Hubo algo en la mirada del príncipe que hizo que el hombre bajase la cabeza rápidamente, apesumbrado. Rhaegar y su séquito esperaron estoicos en la Plaza del Pescado. La Mano del Rey se obligaba a mostrar ante los presentes un porte sereno y rígido, pero su mente bullía de inquieta actividad. Si Tywin Lannister conseguía huir, todo habría sido en vano. Tantas victorias, tantos sacrificios que habrían quedado en nada. La furia consumía al príncipe, consciente de que no podía hacer nada desde su posición y de que su obra corría el peligro de desmoronarse.
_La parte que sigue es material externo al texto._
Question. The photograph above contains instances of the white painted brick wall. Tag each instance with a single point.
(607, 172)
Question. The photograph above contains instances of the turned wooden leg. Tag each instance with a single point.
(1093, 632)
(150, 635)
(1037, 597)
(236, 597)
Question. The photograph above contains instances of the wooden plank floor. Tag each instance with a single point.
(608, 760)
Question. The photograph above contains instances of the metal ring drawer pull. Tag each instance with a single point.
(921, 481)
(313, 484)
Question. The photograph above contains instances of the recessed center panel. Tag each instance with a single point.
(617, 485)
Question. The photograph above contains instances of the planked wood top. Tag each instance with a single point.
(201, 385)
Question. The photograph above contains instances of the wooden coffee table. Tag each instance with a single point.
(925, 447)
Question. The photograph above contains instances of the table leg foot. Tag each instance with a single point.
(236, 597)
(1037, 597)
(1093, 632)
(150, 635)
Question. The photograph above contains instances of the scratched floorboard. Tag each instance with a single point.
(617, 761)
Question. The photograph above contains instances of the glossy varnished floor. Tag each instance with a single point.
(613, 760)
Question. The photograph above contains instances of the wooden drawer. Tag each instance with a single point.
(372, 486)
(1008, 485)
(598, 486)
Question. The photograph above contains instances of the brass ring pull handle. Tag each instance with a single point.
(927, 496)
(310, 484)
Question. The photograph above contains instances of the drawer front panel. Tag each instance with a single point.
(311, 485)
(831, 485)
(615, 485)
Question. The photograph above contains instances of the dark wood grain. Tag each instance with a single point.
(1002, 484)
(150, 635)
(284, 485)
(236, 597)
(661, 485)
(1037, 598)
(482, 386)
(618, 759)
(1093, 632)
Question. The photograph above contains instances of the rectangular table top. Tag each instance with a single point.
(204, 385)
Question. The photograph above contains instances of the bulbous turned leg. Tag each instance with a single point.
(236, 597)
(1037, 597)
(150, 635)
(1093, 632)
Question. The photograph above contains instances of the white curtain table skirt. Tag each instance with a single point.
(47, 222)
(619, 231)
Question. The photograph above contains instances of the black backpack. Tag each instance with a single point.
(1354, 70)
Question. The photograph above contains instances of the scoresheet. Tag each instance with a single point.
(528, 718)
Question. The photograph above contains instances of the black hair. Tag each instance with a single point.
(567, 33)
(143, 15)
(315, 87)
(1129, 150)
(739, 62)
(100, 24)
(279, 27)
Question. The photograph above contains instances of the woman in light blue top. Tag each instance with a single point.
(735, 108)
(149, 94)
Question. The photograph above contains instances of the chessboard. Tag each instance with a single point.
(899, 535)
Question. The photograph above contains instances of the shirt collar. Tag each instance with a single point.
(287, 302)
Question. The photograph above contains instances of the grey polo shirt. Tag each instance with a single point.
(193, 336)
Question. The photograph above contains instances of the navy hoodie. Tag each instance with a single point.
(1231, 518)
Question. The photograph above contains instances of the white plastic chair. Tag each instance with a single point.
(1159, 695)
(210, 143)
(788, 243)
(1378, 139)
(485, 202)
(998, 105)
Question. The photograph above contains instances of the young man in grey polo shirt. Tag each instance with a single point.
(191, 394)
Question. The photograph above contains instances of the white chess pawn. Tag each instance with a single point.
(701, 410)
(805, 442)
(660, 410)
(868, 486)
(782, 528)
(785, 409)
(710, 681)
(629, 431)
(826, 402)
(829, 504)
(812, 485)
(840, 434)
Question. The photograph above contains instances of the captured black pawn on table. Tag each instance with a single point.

Fue la hora más larga de su vida, pero cuando volvió a ver a los dos Lannisters encadenados rodeados de hombres leales al rey su felicidad fue máxima.

Era mi deseo trataros con dignidad, pero me lo ponéis difícil –en la voz y en la mirada que el príncipe les dedicó a los señores de la Roca no había ni un ápice de piedad–. Recorreréis por vuestro propio pie el camino que os separa de la Fortaleza Roja –se dirigió entonces a sus hombres–. Al menor movimiento sospechoso, los degolláis.